For centuries, daily life in the border village of Reingers has been uncomplicated. People went shopping ‘over there’, while most of the German speaking Czech neighbours came ‘over here’ to visit the Reingers fair.

Nothing changed fundamentally with the end of the monarchy and with the new border between Czechoslovakia and Austria. However in the 1930s the political climate heated up. In January 1938, a blood red ‘northern lights’ sky at Reingers was taken as an ominous sign of change. Two months later, Austria joined Nazi Germany, and before long there were gunfights between Czechoslovak units and the Sudeten German Free Corps. With the occupation of the Czech rump state by Nazi Germany, the border lost its significance. Violence, chaos, and the expulsion of the German speaking population dominated the last days of World War II. With the construction of barrier systems and a barbed wire fence in 1951, the border turned into the Iron Curtain.
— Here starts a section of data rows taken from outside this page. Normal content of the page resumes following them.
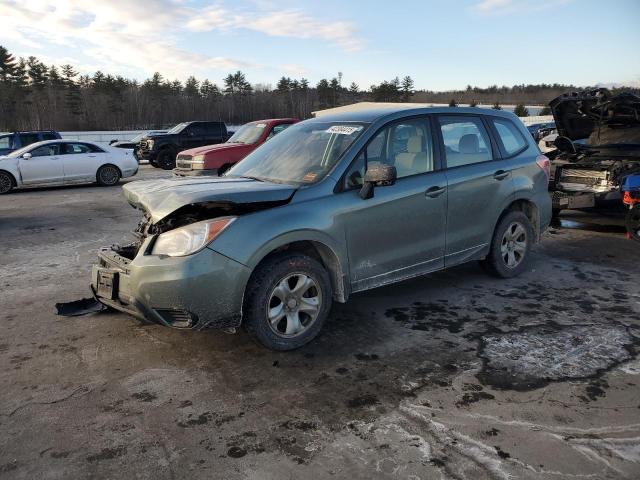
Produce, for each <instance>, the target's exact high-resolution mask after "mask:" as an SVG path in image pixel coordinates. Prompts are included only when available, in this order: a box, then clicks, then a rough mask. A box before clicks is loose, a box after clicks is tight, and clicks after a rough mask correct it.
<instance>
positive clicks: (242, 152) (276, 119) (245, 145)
mask: <svg viewBox="0 0 640 480" xmlns="http://www.w3.org/2000/svg"><path fill="white" fill-rule="evenodd" d="M296 122H298V120H297V119H295V118H276V119H271V120H258V121H255V122H250V123H247V124H245V125H243V126H242V127H240V128H239V129H238V131H237V132H236V133H234V134H233V135H232V136H231V138H229V140H227V141H226V142H225V143H219V144H217V145H209V146H204V147H198V148H192V149H190V150H185V151H184V152H180V153H179V154H178V157H177V159H176V168H174V169H173V173H175V174H176V175H179V176H202V175H222V174H223V173H224V172H226V171H227V170H228V169H229V168H230V167H232V166H233V165H235V164H236V163H238V162H239V161H240V160H242V159H243V158H244V157H246V156H247V155H249V154H250V153H251V152H253V151H254V150H255V149H256V148H258V147H259V146H260V145H262V144H263V143H264V142H266V141H267V140H269V139H270V138H272V137H273V136H274V135H277V134H278V133H280V132H282V131H284V130H285V129H286V128H287V127H289V126H291V125H293V124H294V123H296Z"/></svg>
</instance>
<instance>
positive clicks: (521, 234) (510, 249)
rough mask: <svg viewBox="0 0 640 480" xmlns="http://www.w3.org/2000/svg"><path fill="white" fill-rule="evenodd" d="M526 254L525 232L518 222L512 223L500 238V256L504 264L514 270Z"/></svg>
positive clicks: (526, 231)
mask: <svg viewBox="0 0 640 480" xmlns="http://www.w3.org/2000/svg"><path fill="white" fill-rule="evenodd" d="M526 252H527V230H526V229H525V227H524V226H523V225H522V224H520V223H519V222H512V223H511V224H510V225H509V227H507V229H506V230H505V232H504V235H503V236H502V242H501V243H500V255H501V256H502V260H503V261H504V264H505V265H506V266H507V267H509V268H516V267H517V266H518V265H520V263H522V260H523V259H524V256H525V254H526Z"/></svg>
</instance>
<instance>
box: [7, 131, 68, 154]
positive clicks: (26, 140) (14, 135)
mask: <svg viewBox="0 0 640 480" xmlns="http://www.w3.org/2000/svg"><path fill="white" fill-rule="evenodd" d="M59 138H62V137H61V136H60V134H59V133H58V132H54V131H53V130H30V131H27V132H13V133H3V134H0V155H7V154H8V153H11V152H13V151H14V150H18V149H19V148H22V147H26V146H27V145H31V144H32V143H36V142H42V141H43V140H56V139H59Z"/></svg>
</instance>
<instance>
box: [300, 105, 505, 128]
mask: <svg viewBox="0 0 640 480" xmlns="http://www.w3.org/2000/svg"><path fill="white" fill-rule="evenodd" d="M313 113H314V114H315V119H312V120H317V121H322V122H325V121H326V122H334V121H337V122H365V123H371V122H374V121H376V120H380V119H383V118H385V117H394V118H402V117H409V116H413V115H421V114H423V115H424V114H429V113H443V114H450V115H454V114H458V113H464V114H475V115H486V116H494V117H503V118H509V119H513V118H517V117H516V116H515V115H514V114H513V113H511V112H506V111H504V110H493V109H489V108H480V107H433V106H431V105H429V104H419V103H374V102H361V103H356V104H353V105H346V106H345V107H336V108H331V109H328V110H321V111H318V112H313Z"/></svg>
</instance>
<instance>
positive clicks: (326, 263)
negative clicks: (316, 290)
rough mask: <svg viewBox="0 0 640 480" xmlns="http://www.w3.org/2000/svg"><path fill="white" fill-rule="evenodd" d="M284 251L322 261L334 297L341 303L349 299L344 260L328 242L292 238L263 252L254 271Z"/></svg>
mask: <svg viewBox="0 0 640 480" xmlns="http://www.w3.org/2000/svg"><path fill="white" fill-rule="evenodd" d="M283 251H290V252H292V253H294V252H295V253H303V254H305V255H308V256H309V257H311V258H313V259H315V260H317V261H318V262H320V264H321V265H322V266H323V267H324V268H325V269H326V270H327V272H328V273H329V278H330V279H331V289H332V290H333V299H334V300H335V301H337V302H340V303H345V302H346V301H347V298H348V297H349V290H348V287H347V282H346V281H345V278H346V275H345V270H344V267H343V262H341V261H340V258H339V256H338V255H337V254H336V252H335V251H334V249H333V248H331V247H329V246H328V245H327V244H326V243H324V242H321V241H319V240H296V239H292V240H291V241H287V242H285V243H282V244H280V245H278V246H275V247H273V246H272V247H271V248H270V249H269V251H268V252H266V253H265V254H263V255H262V256H261V257H260V258H259V260H258V261H257V262H256V263H255V266H254V267H253V272H255V271H256V270H257V268H258V267H259V266H260V265H261V264H263V263H264V262H265V261H266V260H267V259H268V258H270V257H272V256H273V255H275V254H278V253H280V252H283ZM253 272H252V275H253ZM248 284H249V282H247V285H248ZM245 289H246V286H245Z"/></svg>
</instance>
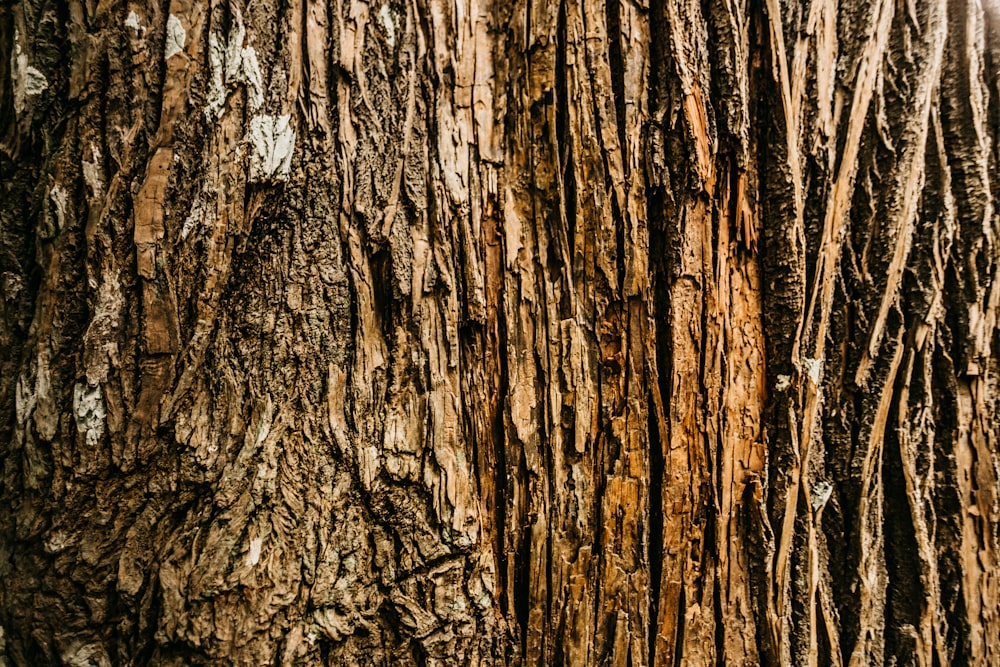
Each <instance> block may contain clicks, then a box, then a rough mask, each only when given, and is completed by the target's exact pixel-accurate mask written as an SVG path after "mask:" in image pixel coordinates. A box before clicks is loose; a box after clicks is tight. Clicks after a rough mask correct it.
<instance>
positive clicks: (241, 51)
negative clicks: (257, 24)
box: [205, 16, 264, 120]
mask: <svg viewBox="0 0 1000 667" xmlns="http://www.w3.org/2000/svg"><path fill="white" fill-rule="evenodd" d="M245 37H246V28H245V27H244V25H243V20H242V18H241V17H239V16H237V17H236V19H235V21H234V23H233V27H232V29H231V30H230V31H229V38H228V39H227V40H226V41H225V42H223V41H222V38H221V37H219V35H218V34H216V33H214V32H213V33H211V34H210V35H209V36H208V59H209V64H210V66H211V72H212V75H211V79H210V80H209V84H208V104H207V105H205V115H206V116H208V118H209V119H210V120H218V119H219V118H220V117H221V116H222V112H223V110H224V109H225V107H226V100H227V99H228V97H229V88H230V86H236V85H239V84H241V83H242V84H244V85H245V86H246V91H247V106H248V107H249V108H250V110H251V111H257V110H258V109H260V108H261V107H262V106H263V105H264V84H263V78H262V77H261V73H260V63H259V62H258V61H257V51H256V49H254V48H253V47H252V46H248V47H246V48H244V47H243V41H244V38H245Z"/></svg>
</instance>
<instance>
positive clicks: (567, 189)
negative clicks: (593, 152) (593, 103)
mask: <svg viewBox="0 0 1000 667" xmlns="http://www.w3.org/2000/svg"><path fill="white" fill-rule="evenodd" d="M566 30H567V28H566V0H561V2H560V3H559V16H558V18H557V30H556V72H555V75H556V143H557V145H558V146H559V147H561V149H562V151H561V154H559V156H558V157H559V175H560V180H561V183H562V200H561V203H562V207H563V213H564V215H565V216H566V225H567V228H566V237H567V240H568V246H569V257H565V258H563V262H565V263H566V265H567V266H569V275H571V276H574V282H575V274H576V268H577V266H576V261H575V258H576V211H577V207H576V169H575V165H574V163H573V160H574V156H573V135H572V128H571V127H570V125H569V85H568V82H567V80H566V49H567V35H566ZM564 292H565V294H567V295H568V293H569V289H568V286H567V289H566V290H565V291H564Z"/></svg>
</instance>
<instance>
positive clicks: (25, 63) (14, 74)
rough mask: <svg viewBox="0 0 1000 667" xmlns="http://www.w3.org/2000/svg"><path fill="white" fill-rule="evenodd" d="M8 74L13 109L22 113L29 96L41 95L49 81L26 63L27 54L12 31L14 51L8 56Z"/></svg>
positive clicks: (37, 71)
mask: <svg viewBox="0 0 1000 667" xmlns="http://www.w3.org/2000/svg"><path fill="white" fill-rule="evenodd" d="M10 74H11V80H12V81H13V83H14V111H15V112H16V113H17V114H19V115H20V114H21V113H24V110H25V108H26V107H27V101H28V98H29V97H35V96H36V95H41V94H42V93H43V92H44V91H45V89H46V88H48V87H49V82H48V81H47V80H46V79H45V75H43V74H42V73H41V72H40V71H39V70H38V69H36V68H35V67H32V66H31V65H29V64H28V54H26V53H23V52H22V51H21V40H20V35H19V33H18V32H17V30H15V31H14V52H13V53H12V54H11V58H10Z"/></svg>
In December 1989, following the velvet revolution, the dismantling of the Iron Curtain began. The rich history leading all the way up to the casual everyday life along the border today is portrayed by the thematic walk ‘Pathways of the 20th century’.

Much of what goes on in Reingers today connects to an old tradition, the centuries-old cultivation of the hemp plant. It dazzles visitors with its beauty seen both in the fields and as products found in the hemp shop.